Latvian fifth seed Ostapenko, 20, recovered from losing the first set to win the last-16 match 2-6 6-3 6-4 in Rome.
Defeat was world number 22 Konta’s fifth in a succession against a top-10 player.
Ostapenko will play Maria Sharapova or Daria Gavrilova in the quarter-finals.
Konta raced away with the opening set, breaking Ostapenko’s serve twice to lead 4-1 after only 17 minutes, then serving out.
She had blown a first-set lead in her three previous matches against top-10 players, and the same pattern followed against the world number six.
Ostapenko soon rediscovered the form which helped her claim a shock victory as an unseeded teenager at Roland Garros last year, landing some ferocious winners as Konta rarely failed to attack her serve in the second set.
Ostapenko broke Konta’s serve early in a more evenly contested final set and, after Konta wasted a break point at 3-4 with a wild return, clinched victory in two hours 13 minutes with her first match point.

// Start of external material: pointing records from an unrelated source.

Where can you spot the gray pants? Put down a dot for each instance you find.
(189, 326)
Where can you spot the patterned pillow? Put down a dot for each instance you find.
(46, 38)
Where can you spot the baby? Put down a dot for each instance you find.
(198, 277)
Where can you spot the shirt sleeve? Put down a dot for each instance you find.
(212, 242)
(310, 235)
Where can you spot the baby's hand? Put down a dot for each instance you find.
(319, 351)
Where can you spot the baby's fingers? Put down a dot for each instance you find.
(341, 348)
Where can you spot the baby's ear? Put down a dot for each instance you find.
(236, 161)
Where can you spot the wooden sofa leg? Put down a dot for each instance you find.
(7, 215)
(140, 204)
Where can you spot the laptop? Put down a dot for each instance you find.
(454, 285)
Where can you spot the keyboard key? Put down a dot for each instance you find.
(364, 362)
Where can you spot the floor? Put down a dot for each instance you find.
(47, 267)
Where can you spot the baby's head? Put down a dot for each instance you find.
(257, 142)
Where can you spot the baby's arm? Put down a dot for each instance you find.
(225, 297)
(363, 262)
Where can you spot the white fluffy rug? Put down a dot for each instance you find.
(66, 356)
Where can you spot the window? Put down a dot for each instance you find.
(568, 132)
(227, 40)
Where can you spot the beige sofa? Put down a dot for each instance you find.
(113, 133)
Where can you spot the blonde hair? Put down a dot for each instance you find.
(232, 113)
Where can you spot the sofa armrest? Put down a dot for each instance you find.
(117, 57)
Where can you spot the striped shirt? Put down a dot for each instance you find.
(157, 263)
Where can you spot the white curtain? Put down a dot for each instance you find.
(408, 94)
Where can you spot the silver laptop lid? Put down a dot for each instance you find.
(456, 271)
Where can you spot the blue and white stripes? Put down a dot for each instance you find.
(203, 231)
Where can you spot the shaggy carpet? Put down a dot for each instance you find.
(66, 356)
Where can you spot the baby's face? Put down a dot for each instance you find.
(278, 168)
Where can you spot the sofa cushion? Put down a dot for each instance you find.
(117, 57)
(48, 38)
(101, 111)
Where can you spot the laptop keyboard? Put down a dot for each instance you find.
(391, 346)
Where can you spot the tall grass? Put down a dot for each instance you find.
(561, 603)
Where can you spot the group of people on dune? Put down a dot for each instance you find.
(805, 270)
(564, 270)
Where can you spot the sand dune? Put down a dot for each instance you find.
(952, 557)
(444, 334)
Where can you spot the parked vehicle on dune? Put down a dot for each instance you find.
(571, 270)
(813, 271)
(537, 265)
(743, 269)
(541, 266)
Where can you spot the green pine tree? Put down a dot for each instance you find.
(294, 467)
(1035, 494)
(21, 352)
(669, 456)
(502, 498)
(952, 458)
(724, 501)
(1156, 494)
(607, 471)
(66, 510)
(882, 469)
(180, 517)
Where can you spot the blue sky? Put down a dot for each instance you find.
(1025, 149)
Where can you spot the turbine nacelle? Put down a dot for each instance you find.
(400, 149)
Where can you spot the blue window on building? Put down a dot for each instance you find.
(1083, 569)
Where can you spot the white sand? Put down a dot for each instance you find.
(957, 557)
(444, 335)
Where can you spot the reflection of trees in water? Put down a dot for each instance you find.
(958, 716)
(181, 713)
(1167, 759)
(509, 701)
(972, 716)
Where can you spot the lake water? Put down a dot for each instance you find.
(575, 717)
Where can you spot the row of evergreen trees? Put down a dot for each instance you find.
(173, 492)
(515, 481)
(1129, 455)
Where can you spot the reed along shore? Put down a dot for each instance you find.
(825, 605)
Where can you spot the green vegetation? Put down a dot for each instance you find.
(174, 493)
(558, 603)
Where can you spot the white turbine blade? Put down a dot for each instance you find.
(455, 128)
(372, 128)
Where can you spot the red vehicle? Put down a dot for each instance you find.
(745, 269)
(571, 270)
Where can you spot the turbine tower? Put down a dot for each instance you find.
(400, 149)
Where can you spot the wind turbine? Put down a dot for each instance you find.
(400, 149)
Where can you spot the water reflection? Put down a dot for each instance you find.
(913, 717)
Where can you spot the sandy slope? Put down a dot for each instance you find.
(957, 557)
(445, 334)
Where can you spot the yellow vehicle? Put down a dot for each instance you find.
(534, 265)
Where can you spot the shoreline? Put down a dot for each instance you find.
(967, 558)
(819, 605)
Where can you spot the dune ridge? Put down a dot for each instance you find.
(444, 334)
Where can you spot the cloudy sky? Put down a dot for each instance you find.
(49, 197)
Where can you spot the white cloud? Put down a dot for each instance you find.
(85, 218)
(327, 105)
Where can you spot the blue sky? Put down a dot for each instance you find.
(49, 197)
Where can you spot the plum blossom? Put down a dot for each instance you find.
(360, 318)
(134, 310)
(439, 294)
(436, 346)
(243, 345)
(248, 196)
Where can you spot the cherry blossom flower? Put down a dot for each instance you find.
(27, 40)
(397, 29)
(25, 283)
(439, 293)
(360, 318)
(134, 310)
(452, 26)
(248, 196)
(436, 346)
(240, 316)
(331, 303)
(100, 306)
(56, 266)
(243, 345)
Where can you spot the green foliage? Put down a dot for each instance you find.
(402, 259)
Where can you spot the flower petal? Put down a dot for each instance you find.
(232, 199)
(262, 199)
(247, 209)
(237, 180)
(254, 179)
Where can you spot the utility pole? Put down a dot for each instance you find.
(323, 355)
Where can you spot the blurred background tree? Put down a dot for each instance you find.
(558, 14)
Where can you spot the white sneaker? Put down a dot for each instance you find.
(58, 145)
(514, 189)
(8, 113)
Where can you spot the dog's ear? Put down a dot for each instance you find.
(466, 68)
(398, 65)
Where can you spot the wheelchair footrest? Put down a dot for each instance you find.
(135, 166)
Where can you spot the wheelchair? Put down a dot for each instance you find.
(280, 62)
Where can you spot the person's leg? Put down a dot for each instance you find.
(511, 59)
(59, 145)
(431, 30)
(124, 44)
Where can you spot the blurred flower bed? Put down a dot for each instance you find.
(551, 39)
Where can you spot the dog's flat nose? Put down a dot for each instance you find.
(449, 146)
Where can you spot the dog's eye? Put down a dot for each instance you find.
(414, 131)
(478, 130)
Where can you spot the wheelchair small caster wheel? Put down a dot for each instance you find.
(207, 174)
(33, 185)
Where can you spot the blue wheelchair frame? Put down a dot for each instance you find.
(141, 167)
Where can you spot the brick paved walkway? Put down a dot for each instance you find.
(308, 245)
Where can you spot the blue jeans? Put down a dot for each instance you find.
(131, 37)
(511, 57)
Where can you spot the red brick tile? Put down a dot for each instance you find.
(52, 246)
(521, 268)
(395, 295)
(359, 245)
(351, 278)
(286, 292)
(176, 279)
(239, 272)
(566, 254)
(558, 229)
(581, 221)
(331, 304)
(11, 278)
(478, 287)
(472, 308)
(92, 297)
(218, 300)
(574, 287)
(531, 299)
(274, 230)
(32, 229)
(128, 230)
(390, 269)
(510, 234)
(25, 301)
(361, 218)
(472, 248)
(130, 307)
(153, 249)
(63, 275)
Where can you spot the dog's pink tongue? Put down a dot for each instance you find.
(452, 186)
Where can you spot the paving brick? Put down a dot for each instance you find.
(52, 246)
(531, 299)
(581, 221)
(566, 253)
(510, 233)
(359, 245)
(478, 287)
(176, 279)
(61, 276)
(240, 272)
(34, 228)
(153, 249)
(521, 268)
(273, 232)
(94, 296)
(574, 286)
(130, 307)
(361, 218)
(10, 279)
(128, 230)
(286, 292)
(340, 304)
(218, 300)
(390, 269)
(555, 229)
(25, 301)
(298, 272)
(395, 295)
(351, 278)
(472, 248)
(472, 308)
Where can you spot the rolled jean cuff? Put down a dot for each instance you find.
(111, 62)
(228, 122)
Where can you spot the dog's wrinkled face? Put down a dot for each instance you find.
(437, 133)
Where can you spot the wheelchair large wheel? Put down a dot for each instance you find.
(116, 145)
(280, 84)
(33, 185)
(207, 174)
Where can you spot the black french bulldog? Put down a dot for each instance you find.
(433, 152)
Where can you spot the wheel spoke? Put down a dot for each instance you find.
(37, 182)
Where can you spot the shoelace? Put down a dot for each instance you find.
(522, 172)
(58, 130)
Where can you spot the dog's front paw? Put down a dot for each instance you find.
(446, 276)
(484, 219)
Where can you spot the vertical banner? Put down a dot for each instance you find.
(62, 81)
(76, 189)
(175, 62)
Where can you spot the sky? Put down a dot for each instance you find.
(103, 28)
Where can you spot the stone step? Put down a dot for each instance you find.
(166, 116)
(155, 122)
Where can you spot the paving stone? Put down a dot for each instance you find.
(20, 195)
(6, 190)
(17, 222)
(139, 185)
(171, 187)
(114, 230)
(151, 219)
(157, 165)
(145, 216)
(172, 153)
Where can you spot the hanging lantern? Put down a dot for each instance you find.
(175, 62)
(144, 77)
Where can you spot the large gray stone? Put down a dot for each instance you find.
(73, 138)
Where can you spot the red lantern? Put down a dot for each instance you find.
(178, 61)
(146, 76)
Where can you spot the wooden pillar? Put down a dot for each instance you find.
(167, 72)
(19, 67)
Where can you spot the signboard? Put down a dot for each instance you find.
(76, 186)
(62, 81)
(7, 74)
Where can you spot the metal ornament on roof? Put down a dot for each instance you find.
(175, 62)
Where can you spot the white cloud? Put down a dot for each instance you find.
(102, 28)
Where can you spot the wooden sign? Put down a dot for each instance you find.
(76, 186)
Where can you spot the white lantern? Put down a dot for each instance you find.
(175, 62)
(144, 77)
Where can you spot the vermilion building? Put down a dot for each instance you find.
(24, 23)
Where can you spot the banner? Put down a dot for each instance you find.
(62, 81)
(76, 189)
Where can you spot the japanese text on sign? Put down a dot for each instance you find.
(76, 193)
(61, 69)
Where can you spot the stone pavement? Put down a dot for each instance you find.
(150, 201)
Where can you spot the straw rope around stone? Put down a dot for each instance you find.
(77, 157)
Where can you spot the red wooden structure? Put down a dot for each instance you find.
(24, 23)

Romanian world number one Simona Halep was given a walkover into the quarter-finals as American Madison Keys withdrew because of a rib injury.
Reigning champion Elina Svitolina, from Ukraine, beat Russia’s Daria Kasatkina 0-6 6-3 6-2.
She will play two-time Grand Slam winner Angelique Kerber in the last eight after the German won 6-1 6-1 against Greece’s Maria Sakkari.
France’s Caroline Garcia set up a quarter-final with Halep was by beating American Sloane Stephens 6-1 7-6 while Maria Sharapova of Russia also made it through to the last eight with a win over Australia’s Daria Gavrilova 6-3 6-4.
The Italian Open is one of the final clay-court tournaments before the French Open starts on 27 May in Paris.
Analysis
BBC tennis correspondent Russell Fuller
Konta is, to some extent, still in recovery mode – but her prospects look brighter, even though she is still looking for a first win over a top-10 player since last year’s Wimbledon.
In the first set, Konta was accurate, aggressive and played with great clarity. There could perhaps have been an opening for her early in the second set, but Ostapenko held on and began to hit her stride.
Konta fought hard in the decider, having dropped the opening game on serve, but her one fleeting chance to break back was missed and she will head to the French Open after a long weekend at home.